By Matt Spence, Providence Day School
Providence Day School students returned to campus in August with new safety precautions in place. In Middle and Upper School, students alternate days of remote learning with days on campus, and some students are fully remote. Matt Spence, an English teacher at Providence Day School for 24 years, sought out his colleagues to tell the story of what it’s been like to teach amid the COVID-19 pandemic of 2020. His full-length story is available here.
With each passing day, the people on the campus of Providence Day seem a bit more comfortable with the policies and procedures that have been put in place to keep everyone safe from the novel coronavirus. Masks can be uncomfortable and sweaty, but they’re not all that bad. Remembering which doors are exit-only and which staircases are up-only took some time, but it’s mostly instinct now. For many, not talking during a meal has been decidedly challenging, but most people are adjusting.
It’s different, and we all yearn to return to regular school, but it’s okay, and the new systems seem to be working.

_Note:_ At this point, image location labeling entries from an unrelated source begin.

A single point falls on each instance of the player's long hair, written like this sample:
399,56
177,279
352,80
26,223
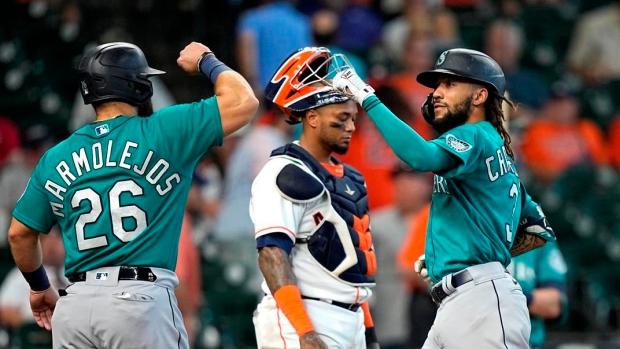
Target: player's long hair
495,115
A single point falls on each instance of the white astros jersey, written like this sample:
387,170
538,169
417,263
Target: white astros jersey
272,212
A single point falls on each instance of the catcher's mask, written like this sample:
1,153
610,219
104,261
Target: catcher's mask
293,87
465,63
116,71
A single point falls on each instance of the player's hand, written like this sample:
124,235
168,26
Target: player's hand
43,304
311,340
420,267
350,84
188,58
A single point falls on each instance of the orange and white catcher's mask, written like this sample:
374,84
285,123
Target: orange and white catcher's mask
293,87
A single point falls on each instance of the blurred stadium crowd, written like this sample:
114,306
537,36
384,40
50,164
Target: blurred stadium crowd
560,57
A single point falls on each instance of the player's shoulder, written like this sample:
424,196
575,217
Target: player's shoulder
291,178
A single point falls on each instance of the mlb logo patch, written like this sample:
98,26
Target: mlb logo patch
102,129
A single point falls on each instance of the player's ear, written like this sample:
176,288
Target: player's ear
480,95
312,118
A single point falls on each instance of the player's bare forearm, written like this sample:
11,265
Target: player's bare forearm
276,267
25,246
525,242
546,303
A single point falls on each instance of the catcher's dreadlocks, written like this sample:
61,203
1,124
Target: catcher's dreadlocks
495,115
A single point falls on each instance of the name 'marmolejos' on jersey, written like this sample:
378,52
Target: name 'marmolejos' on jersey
118,188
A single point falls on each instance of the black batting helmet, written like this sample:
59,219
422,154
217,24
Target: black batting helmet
116,71
470,64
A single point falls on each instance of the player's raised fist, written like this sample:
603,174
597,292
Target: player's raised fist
189,56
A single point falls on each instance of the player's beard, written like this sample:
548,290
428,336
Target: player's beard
455,117
340,149
332,142
145,109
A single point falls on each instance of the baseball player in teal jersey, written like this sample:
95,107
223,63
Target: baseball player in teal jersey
479,211
542,276
117,189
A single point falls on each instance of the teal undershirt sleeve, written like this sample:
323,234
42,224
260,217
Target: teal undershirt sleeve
408,145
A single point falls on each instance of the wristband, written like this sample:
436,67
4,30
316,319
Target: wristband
288,299
37,279
210,66
529,297
201,57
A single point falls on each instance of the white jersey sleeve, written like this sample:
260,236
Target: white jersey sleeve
269,210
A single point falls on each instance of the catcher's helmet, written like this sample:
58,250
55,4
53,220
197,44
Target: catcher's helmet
292,88
116,71
468,64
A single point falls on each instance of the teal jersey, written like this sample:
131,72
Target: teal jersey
539,268
118,188
476,206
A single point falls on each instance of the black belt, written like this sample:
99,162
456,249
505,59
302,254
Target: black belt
458,279
124,273
349,306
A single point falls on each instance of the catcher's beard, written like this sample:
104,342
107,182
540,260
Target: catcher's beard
453,118
145,109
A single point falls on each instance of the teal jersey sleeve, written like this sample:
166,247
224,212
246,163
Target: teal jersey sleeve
42,219
118,188
407,144
174,128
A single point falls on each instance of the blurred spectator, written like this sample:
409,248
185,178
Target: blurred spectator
14,294
614,143
560,138
324,27
504,42
547,25
416,58
542,276
261,43
595,45
390,227
9,140
371,155
421,308
233,224
420,19
415,20
15,174
360,27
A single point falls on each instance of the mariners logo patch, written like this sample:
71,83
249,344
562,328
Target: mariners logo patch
101,130
442,58
457,144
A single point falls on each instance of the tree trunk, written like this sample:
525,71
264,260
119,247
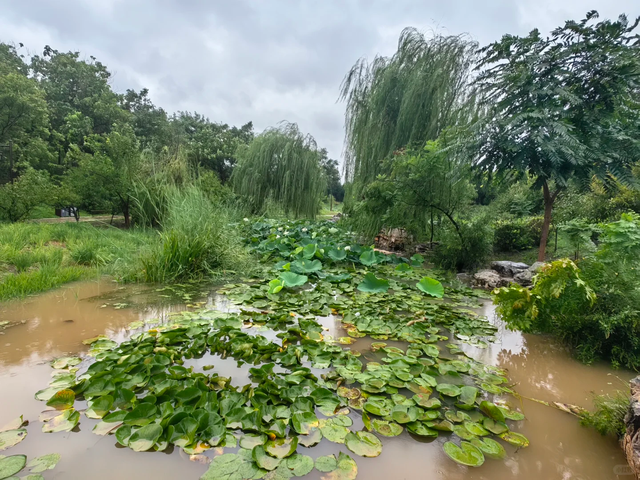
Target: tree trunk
549,199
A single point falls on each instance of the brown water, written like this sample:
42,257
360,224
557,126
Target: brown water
56,323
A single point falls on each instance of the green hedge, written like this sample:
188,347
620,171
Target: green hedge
517,233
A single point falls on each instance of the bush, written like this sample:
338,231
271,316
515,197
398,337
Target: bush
468,253
593,305
196,241
517,234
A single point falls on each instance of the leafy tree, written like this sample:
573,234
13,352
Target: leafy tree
282,165
28,191
73,85
106,177
332,174
208,144
404,100
562,107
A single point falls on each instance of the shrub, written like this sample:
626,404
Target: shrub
516,234
468,252
608,417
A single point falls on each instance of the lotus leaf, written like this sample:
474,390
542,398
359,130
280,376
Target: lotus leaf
431,287
465,454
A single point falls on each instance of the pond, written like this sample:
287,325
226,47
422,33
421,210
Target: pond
55,324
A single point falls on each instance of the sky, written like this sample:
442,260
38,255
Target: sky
236,61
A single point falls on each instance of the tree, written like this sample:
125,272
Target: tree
107,176
332,175
281,165
405,100
208,144
562,107
28,191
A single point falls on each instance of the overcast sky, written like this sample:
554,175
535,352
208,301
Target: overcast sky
264,60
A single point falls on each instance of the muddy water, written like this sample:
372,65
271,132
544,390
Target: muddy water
55,324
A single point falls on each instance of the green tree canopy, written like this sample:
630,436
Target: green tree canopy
281,165
562,107
404,100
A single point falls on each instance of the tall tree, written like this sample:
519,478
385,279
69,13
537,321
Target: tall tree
281,165
563,106
404,100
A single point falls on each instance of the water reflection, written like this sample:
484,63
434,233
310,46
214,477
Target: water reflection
539,367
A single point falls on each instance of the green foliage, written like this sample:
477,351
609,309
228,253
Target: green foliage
283,165
196,240
28,191
465,249
591,306
609,413
513,234
556,111
404,100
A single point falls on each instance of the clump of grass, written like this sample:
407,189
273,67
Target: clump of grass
609,413
197,240
35,281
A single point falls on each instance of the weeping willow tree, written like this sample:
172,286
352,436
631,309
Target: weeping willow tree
404,100
281,165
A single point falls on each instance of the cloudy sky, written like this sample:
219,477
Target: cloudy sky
264,61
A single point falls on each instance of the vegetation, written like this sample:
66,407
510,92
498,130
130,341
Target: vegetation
281,165
143,394
608,416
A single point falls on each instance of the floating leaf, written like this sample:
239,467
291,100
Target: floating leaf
431,286
364,444
490,448
45,462
492,411
9,466
263,460
65,422
387,429
10,438
372,284
281,447
515,439
448,390
291,279
300,465
145,438
465,454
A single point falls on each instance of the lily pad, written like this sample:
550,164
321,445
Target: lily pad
11,438
263,460
300,465
431,286
145,438
45,462
281,447
387,429
515,439
9,466
490,448
448,390
291,279
465,454
372,284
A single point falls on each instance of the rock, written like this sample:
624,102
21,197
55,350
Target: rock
535,268
631,439
507,268
524,278
490,279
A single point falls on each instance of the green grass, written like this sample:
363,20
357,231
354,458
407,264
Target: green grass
37,257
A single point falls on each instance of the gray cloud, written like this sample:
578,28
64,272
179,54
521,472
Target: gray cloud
265,61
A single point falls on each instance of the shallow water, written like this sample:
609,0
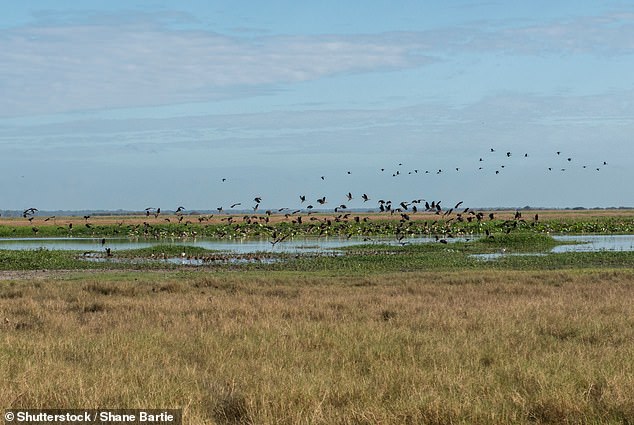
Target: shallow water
595,243
239,246
586,243
576,243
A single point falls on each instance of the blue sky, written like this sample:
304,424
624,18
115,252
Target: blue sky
125,104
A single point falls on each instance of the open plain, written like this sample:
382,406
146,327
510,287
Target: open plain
420,334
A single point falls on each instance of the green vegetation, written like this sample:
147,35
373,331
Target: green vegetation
359,259
394,334
319,225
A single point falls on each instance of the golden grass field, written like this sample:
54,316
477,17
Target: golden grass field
476,347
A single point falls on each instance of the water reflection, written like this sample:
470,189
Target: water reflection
240,246
585,243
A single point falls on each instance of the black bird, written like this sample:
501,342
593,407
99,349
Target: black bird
29,211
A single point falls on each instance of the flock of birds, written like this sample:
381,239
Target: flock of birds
305,211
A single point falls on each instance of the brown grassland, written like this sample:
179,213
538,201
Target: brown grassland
476,347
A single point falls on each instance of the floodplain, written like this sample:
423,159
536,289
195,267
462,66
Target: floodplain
373,333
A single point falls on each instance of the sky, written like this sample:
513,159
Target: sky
200,103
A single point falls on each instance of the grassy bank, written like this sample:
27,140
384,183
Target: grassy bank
475,347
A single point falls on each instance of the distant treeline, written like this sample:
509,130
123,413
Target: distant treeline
81,213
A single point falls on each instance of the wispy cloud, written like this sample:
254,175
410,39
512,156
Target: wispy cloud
64,68
60,65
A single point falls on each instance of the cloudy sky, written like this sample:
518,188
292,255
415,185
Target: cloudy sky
130,104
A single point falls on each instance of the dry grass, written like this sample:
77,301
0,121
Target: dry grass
421,348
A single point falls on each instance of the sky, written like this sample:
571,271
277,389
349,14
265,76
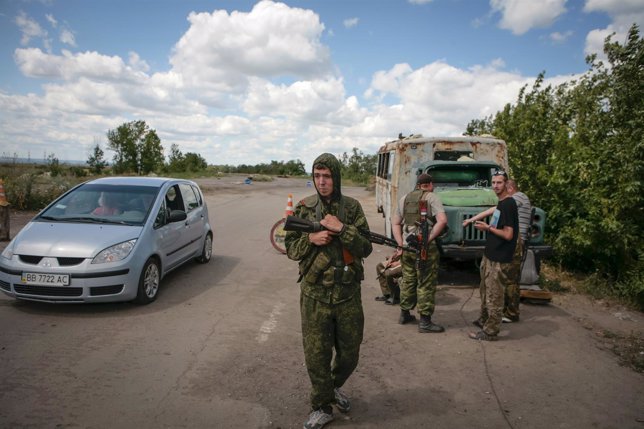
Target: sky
250,82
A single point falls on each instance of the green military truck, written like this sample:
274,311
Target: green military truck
461,168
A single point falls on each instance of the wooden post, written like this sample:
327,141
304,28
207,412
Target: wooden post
4,214
4,223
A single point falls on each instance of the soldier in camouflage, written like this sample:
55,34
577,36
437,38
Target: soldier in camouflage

I can only speak for myself, so I reached out to some colleagues to see what their thoughts were.
Josh Springer: PE and Health teacher, 14 years
During the months of remote learning last spring, Springer said that he missed making connections with his students on a daily basis, and said that while the current hybrid schedule of the Middle and Upper Schools isn’t ideal, it’s working.
“As a teacher, there’s some nerves about ‘How do we do it all? And, how do we do it all to the best of our ability, and how do I make sure Matt has the best experience in front of me in class, and how do I make sure Kevin has the best experience at home, who’s alternating, and how do I make sure that Randy has the best experience who’s 100 percent remote?’”
Teaching PE classes has been particularly challenging, and it has required Springer and his department colleagues to be even clearer in their objectives for each unit. And, he admits, “We all recognize that there’s things we can’t do.” For example, there can’t be any team play.
However, Springer considers himself a “glass half-full guy,” so he focuses on what he can do: if the students who are on campus with him can’t play a game, they can practice the skills needed for it. If students are at home, he can assign videos for them to watch so they can learn the rules of the game and see how it’s played before completing a workout.
Emily Young: World History teacher, six years
Her new role as a Learning Specialist required Young to be on campus for a large portion of the summer, so she was already accustomed to constantly wearing a mask, making sure she maintained at least six feet between herself and other people, and repeatedly washing and sanitizing her hands. So, she didn’t have the same learning curve as other faculty did when school started up again.
However, Young says there were still a lot of unknown factors that concerned her such as not knowing where the students would sit in her classroom, how to help them with the rotating hybrid schedule, and how to plan lessons for a semester in which nothing was certain. Still, she was eager to start working with students in person again: “This is my job, and this is what I love to do, so for me, [returning to campus] was kind of a no-brainer.”
Young says that she is concerned about all of the PD faculty and staff: “Our focus has to be on the kids, and it is, but sometimes we forget about ourselves.”
Roy Garrison: World History and AP European History, 38 years
“Usually by this time of the year, I’ve learned the names of my students, and we’re all in a rhythm, but I don’t feel like that this time around,” Garrison says. He adds that he feels socially isolated this year because the times when he typically meets with colleagues, such as break, lunch, and after school, are dramatically different now.
Technology is also an occasional frustration for him. Garrison is quick to say that the problem is with him because he is not a digital native. However, he does feel like he’s improving: “I am more tech savvy – although I’m in that dangerous place where I know just enough to get it wrong,” he says with a grin.
Garrison says that he misses the informal moments that are an essential part of school – talking to students in the hall, asking them how their day is going, or doing some “informal coaching” with a student or two before class. He summarizes his experience so far this year like this:
“I feel a little bit like I’m in a foreign land, and fortunately, I speak some of the language. But, there are lots more barriers in the way of me connecting [with students] than there were before, and trying to overcome those is a challenge.”
Leigh Cook: Fourth Grade, 22 years
“As cliché as it sounds, Providence Day has been home to us, and we wanted to be back,” Cook says of herself and two PD daughters.
Of course, she has had to make significant changes to how she approaches her job and her students. “I’m a really affectionate teacher, and [I realized] ‘Oh my gosh, I can’t hug my kids!'” In addition to maintaining distance, she has also had to make changes to her classroom layout and the way her students work in groups.
Cook has taken the opportunity to bring her class outside as often possible. Each student brings a towel to school every day to spread on the grass outside; that way Cook and her class can enjoy the fresh air while she teaches them reading and math. Although the first weeks were a bit confusing, Cook says that “the kids are now in a nice rhythm,” and “have handled it all really well, and we’re all just glad to be back in school….
“Is it a challenge? Yes. Is it the best scenario? No. But we can do it together.”